|
|
|
|
|
by thinkersilver
2542 days ago
|
|
Am not sure how much this discussion is happening now but do remember having these conversations more often a few years ago when tools like Prometheus were coming up. This is my take and shouldn't be taken as gospel but I've observed that metrics are perfect for isolating and identifying an issue and logs attempt to explain the behaviour seen. Having a layered dashboard set up top to bottom showing the throughput, error rates and latencies expressing the health of each layer from the exposed service or api all the way down to the subsystems and hardware supporting them is a good place to start. I'd write more but don't want to make this post overly long. There are several useful articles online on the different methodologies and approaches to achieve this.

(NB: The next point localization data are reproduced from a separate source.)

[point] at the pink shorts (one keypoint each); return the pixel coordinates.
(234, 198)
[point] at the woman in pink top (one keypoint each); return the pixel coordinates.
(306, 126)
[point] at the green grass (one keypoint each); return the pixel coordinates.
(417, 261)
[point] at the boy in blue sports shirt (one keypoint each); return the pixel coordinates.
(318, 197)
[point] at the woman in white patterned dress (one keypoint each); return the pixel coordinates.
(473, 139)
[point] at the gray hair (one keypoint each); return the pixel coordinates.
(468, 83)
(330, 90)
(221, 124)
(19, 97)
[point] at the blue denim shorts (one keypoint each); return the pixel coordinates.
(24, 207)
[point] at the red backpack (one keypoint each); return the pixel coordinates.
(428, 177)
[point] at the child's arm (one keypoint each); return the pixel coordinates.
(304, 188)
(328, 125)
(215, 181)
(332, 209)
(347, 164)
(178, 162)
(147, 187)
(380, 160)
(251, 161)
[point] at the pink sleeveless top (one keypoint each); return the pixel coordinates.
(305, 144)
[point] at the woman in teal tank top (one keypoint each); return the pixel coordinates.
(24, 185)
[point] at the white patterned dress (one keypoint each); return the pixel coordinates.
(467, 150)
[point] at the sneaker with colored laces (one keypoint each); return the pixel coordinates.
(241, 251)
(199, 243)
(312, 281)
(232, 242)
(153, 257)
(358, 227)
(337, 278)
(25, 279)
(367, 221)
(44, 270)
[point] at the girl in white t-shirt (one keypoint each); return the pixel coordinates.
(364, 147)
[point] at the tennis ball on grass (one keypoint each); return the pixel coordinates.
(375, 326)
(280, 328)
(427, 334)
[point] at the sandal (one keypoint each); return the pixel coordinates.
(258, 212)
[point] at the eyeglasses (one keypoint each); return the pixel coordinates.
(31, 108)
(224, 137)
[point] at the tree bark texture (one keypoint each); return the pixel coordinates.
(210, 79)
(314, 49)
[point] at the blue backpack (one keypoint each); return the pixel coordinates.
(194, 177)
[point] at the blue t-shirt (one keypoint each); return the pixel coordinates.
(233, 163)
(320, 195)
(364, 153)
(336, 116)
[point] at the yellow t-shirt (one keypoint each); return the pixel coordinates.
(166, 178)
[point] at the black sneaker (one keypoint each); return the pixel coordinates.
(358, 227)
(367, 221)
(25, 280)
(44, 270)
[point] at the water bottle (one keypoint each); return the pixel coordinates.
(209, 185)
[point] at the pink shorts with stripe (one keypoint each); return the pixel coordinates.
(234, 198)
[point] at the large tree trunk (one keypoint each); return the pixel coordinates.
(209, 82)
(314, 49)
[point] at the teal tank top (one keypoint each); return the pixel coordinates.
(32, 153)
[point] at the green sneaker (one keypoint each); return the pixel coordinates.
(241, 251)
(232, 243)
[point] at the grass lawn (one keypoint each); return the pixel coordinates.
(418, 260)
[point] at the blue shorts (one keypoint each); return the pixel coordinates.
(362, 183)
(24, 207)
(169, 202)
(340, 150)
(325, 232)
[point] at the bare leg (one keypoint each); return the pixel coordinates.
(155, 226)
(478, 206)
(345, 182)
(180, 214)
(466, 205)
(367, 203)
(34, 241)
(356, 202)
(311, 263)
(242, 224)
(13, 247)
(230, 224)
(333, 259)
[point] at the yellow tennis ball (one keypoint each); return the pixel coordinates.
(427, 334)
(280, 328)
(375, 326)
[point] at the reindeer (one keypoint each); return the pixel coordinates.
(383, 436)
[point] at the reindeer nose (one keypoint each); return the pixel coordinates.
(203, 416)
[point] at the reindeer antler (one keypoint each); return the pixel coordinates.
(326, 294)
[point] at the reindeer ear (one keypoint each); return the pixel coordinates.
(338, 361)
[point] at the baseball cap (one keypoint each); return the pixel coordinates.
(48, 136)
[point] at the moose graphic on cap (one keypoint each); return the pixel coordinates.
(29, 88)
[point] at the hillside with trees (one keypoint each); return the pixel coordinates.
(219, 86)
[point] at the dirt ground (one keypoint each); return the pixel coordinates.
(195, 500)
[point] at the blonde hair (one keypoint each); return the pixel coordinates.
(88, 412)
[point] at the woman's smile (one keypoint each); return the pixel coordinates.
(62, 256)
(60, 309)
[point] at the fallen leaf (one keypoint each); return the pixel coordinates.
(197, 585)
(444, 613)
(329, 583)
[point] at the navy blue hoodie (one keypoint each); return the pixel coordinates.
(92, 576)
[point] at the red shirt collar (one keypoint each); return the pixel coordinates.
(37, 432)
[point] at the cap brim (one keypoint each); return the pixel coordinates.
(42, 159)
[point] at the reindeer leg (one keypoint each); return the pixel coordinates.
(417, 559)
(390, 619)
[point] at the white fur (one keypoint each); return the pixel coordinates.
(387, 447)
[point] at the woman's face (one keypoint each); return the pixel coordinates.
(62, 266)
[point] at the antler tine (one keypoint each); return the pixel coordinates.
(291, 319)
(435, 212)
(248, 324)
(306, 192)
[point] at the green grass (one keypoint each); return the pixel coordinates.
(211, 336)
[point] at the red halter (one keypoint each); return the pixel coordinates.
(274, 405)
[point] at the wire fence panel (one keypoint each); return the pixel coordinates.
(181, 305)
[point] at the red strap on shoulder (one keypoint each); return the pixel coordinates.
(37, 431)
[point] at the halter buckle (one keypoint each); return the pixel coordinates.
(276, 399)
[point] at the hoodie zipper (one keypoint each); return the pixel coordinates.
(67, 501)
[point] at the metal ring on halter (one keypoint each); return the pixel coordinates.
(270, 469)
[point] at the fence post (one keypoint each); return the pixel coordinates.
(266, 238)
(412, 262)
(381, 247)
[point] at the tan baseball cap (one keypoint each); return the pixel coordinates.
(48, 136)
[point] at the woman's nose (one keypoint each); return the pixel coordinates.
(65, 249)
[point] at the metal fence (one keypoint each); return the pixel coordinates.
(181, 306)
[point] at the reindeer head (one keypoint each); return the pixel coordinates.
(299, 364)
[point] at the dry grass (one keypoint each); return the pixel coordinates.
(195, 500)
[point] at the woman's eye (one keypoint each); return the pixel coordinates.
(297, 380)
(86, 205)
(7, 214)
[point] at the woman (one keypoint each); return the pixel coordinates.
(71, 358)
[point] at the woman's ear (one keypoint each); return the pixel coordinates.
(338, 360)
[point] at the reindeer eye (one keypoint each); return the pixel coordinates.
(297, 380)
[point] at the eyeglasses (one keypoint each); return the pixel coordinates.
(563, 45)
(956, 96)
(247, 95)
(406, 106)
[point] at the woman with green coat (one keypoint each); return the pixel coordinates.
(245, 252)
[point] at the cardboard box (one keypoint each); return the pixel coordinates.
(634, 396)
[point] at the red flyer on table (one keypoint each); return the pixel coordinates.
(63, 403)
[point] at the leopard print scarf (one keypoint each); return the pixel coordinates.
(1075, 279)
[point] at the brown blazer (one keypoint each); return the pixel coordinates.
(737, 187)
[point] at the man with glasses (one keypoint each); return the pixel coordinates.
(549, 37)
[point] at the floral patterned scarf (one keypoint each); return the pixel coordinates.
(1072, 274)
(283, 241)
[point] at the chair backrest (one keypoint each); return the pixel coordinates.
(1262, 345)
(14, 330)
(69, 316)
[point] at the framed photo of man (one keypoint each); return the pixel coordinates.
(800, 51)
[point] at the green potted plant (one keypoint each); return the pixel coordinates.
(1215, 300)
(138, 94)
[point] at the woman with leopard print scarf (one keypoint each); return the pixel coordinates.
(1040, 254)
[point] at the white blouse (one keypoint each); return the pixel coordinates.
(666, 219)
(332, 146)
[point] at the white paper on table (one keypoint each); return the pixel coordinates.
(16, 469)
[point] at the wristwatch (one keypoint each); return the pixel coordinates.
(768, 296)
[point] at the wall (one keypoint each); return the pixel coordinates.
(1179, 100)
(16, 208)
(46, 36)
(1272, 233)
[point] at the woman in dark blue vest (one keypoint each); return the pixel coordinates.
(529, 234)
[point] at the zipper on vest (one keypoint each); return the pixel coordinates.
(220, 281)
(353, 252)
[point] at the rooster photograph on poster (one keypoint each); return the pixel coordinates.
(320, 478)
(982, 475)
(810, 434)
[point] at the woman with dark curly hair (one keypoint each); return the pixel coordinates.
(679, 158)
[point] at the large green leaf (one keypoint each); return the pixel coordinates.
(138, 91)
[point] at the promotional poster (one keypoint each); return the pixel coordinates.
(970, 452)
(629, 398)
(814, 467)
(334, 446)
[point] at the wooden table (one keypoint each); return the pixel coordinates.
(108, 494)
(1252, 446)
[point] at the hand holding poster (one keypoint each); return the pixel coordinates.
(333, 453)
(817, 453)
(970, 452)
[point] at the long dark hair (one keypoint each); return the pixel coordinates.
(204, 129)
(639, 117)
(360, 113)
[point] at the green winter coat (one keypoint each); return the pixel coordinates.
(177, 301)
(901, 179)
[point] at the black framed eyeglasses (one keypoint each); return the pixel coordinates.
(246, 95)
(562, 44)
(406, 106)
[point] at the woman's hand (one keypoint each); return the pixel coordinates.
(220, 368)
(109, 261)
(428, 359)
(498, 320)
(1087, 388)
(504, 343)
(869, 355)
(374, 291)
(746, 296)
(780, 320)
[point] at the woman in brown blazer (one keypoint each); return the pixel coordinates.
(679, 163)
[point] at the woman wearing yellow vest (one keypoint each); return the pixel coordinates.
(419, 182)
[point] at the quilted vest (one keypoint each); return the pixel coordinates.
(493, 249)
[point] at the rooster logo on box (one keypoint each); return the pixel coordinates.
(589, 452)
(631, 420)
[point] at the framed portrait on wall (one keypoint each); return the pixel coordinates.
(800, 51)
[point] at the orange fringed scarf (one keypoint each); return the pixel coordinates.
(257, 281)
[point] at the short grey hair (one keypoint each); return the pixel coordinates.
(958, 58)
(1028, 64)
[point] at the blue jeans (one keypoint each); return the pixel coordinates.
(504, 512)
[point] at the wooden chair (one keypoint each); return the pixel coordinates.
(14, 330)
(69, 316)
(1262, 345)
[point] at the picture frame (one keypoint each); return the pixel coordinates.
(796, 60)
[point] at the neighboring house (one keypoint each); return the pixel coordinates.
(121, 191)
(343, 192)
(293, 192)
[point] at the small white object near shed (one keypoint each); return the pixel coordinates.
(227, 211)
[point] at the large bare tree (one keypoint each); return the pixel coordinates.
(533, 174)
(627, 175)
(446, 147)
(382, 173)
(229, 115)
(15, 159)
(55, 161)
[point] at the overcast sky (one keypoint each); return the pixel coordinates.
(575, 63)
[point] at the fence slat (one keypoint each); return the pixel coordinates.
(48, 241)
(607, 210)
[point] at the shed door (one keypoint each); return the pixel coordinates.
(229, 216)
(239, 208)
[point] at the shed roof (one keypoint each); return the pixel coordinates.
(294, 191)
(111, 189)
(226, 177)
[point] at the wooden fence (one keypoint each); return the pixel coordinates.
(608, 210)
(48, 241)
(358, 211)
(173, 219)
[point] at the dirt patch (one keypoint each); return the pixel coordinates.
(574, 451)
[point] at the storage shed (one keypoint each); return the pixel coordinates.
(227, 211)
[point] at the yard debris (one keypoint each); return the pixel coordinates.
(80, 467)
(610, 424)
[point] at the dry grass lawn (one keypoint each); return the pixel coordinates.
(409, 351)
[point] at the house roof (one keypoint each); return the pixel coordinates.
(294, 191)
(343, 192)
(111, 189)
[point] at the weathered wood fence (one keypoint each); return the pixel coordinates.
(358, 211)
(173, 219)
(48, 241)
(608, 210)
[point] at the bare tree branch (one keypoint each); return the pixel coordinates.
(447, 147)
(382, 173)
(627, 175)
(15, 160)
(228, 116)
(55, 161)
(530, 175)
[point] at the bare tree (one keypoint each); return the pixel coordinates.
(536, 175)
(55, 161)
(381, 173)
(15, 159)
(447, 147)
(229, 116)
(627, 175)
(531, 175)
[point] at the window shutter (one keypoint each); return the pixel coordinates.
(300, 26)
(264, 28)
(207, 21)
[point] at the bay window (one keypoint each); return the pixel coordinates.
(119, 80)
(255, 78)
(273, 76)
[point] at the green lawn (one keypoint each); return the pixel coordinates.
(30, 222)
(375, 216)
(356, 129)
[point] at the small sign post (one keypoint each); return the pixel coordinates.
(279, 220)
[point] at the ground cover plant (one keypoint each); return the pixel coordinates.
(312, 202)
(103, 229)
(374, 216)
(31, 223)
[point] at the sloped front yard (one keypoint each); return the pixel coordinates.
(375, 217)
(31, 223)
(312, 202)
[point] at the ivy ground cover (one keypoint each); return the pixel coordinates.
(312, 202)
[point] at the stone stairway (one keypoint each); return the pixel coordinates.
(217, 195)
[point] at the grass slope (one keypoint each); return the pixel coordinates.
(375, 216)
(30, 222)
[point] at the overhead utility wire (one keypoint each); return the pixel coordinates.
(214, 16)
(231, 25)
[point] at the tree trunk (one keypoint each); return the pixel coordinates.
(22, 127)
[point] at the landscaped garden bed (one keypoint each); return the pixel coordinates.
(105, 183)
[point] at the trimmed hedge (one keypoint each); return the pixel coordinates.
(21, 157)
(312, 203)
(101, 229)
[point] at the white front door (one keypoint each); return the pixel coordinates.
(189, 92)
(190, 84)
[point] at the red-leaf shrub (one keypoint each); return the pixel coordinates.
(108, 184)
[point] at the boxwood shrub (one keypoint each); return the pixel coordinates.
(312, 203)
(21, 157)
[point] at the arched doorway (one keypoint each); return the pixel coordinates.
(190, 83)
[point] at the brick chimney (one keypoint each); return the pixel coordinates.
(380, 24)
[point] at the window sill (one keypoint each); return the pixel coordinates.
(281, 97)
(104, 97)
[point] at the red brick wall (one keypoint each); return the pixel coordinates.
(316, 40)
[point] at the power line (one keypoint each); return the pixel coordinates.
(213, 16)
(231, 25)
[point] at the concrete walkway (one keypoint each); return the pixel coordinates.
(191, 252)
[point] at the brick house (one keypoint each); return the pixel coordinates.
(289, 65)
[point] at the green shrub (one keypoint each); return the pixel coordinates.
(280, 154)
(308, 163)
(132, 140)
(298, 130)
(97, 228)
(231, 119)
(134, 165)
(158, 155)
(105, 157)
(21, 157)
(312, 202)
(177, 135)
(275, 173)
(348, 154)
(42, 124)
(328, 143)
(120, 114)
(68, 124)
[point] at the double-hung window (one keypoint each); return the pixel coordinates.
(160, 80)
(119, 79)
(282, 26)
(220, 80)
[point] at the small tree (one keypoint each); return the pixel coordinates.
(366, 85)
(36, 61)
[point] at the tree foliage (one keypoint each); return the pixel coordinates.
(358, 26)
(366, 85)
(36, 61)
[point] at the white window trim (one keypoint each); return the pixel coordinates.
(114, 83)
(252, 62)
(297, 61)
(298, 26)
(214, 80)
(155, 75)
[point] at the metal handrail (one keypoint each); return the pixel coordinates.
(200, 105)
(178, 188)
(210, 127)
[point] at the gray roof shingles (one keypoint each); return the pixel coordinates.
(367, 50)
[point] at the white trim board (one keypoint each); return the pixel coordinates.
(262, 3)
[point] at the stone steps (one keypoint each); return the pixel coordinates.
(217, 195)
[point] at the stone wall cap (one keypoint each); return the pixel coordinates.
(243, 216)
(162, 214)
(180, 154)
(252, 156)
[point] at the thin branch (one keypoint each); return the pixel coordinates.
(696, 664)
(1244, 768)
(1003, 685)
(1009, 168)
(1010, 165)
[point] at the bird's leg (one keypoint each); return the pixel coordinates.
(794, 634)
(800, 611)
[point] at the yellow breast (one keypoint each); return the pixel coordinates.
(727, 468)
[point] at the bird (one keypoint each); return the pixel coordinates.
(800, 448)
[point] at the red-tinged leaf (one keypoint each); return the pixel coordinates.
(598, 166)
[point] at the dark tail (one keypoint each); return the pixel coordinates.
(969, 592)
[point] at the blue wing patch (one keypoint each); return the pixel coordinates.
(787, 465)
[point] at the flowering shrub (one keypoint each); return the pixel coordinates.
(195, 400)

There isn't much conversation though about the knowledge an organisation has around incident analysis workflows, how past incident resolutions are captured and integrated with dashboards in monitoring systems and how they are shared and reused as SREs and engineers work with log analytics. I've seen the same lessons having to be relearned when new engineers join a team. Checklists are a good example( there are more ways)for directing incident analysis in large complex systems but how many times do you see this being supported by the monitoring system? The focus is always on displaying pretty charts in a grid when more value could be gleaned from the same dashboard content presented as a rich living document with charts, integrated checklists in something resembling a guide to resolving an issue. There certainly is enough data to achieve this. |
|
Do you have some of these articles in mind?